Il estime qu’à l’état actuel des choses, si rien n’est fait, les consommateurs ne pourront peut-être plus se procurer ce produit qui est pourtant utile dans la nourriture des enfants et des adultes. « Nous suggérons que le prix du riz soit établi dans de telles situations où nous constatons une variation du prix. On voit que le prix reste élevé et ne redescend pas. Nous appelons le gouvernement à gérer en premier les prix de tous les produits pour l’intérêt des consommateurs. »
Patrice Ndimanya : « Des raisons communes et spécifiques »
Patrice Ndimanya, économiste et professeur d’universités, estime que la hausse du prix du riz résulte des raisons communes et spécifiques. Il cite, entre autres, le différentiel des changes, les fortes inondations, la fermeture des frontières et les barrières administratives. Ce qui entraîne l’effet cliquet.
« Ça veut dire que quand les prix ont augmenté, la probabilité qu’ils reviennent à un niveau inférieur est moindre. Il s’agit d’un phénomène qui touche tous les produits. »
Le différencier de change avec les pays voisins, poursuit-il, justifie les flux sortants et entrants, que ce soit du côté de la Tanzanie ou du Rwanda. « Cette cause coïncide avec la fermeture des frontières. Cela affecte les produits qu’on importe. Par exemple, la farine de maïs qui provient de l’Ouganda va faire monter le prix. Cela affectera même le prix du riz. »
La hausse du prix du riz peut également résulter de la pénurie des carburants ainsi que de fortes inondations. « Il y a assez d’eau, c’est bien. Mais, il y a d’autres zones non aménagées où le riz a été emporté presque totalement. Donc, un producteur qui a perdu toute une récolte, c’est difficile de le convaincre de réinvestir dans le même projet. »
Une autre cause, ce sont les barrières administratives. « Le riz, comme le café et le maïs, sont devenus des denrées politisées. Les gouverneurs des provinces ont même décidé de bloquer la circulation. Et là, c’est une barrière administrative illégale parce que ça viole le principe du droit de propriété. Quand j’ai produit mon riz, il m’appartient. Mon droit de propriété veut dire le droit d’user et d’abuser. Je peux le vendre à qui je veux, quand je veux et où je veux. »
Il ajoute qu’il y a des maladies qui attrapent les plantations de riz. « Je me suis entretenu avec les riziculteurs dernièrement. Ils se plaignent des maladies qui attrapent les plantations. En se dirigeant sur le marché non subventionné, l’urée se vend plus du double. C’est triste. »
Patrice Ndimanya suggère le questionnement du commerce en général. « En tout cas, le commerce dans son ensemble doit être questionné en interdisant aux ministères hors commerce d’intervenir sur le marché. Il est tenu également à réduire les barrières aux échanges. »

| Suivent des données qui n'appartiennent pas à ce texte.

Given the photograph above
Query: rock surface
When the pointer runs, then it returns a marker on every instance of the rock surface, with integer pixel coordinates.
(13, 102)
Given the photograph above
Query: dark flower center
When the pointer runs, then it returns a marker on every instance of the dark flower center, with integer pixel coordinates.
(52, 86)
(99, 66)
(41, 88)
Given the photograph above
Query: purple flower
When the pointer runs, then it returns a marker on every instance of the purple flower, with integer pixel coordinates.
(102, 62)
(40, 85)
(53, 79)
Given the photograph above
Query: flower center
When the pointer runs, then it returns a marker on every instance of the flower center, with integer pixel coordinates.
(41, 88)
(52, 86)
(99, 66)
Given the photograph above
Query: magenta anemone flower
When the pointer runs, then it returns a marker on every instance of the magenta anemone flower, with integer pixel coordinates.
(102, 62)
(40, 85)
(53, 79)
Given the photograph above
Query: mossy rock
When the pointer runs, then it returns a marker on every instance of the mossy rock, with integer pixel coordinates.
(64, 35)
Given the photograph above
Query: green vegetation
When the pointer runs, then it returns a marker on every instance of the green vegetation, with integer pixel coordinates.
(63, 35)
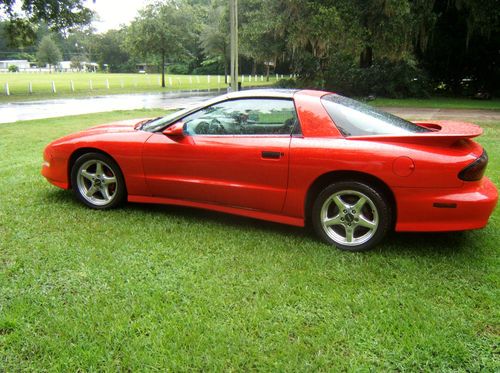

Il propose de revoir les sources de devises pour appuyer ces secteurs. « C’est-à-dire le thé, le café. Comment est-ce qu’on voit l’évolution de ces ressources ? Quels sont les prix à l’exportation ? Comme dans d’autres pays concurrents, nous vendons sur le même marché. Est-ce que nous avons les mêmes prix à l’exportation ? Tout ça, ce sont des questions qu’il faut aborder pour comprendre pourquoi, pour en peu soutenir la balance commerciale et augmenter les ressources en devises. »
Patrice Ndimanya propose enfin l’exécution du libre-échange ainsi que l’ouverture des frontières pour assurer une libre circulation des biens à l’importation et à l’exportation.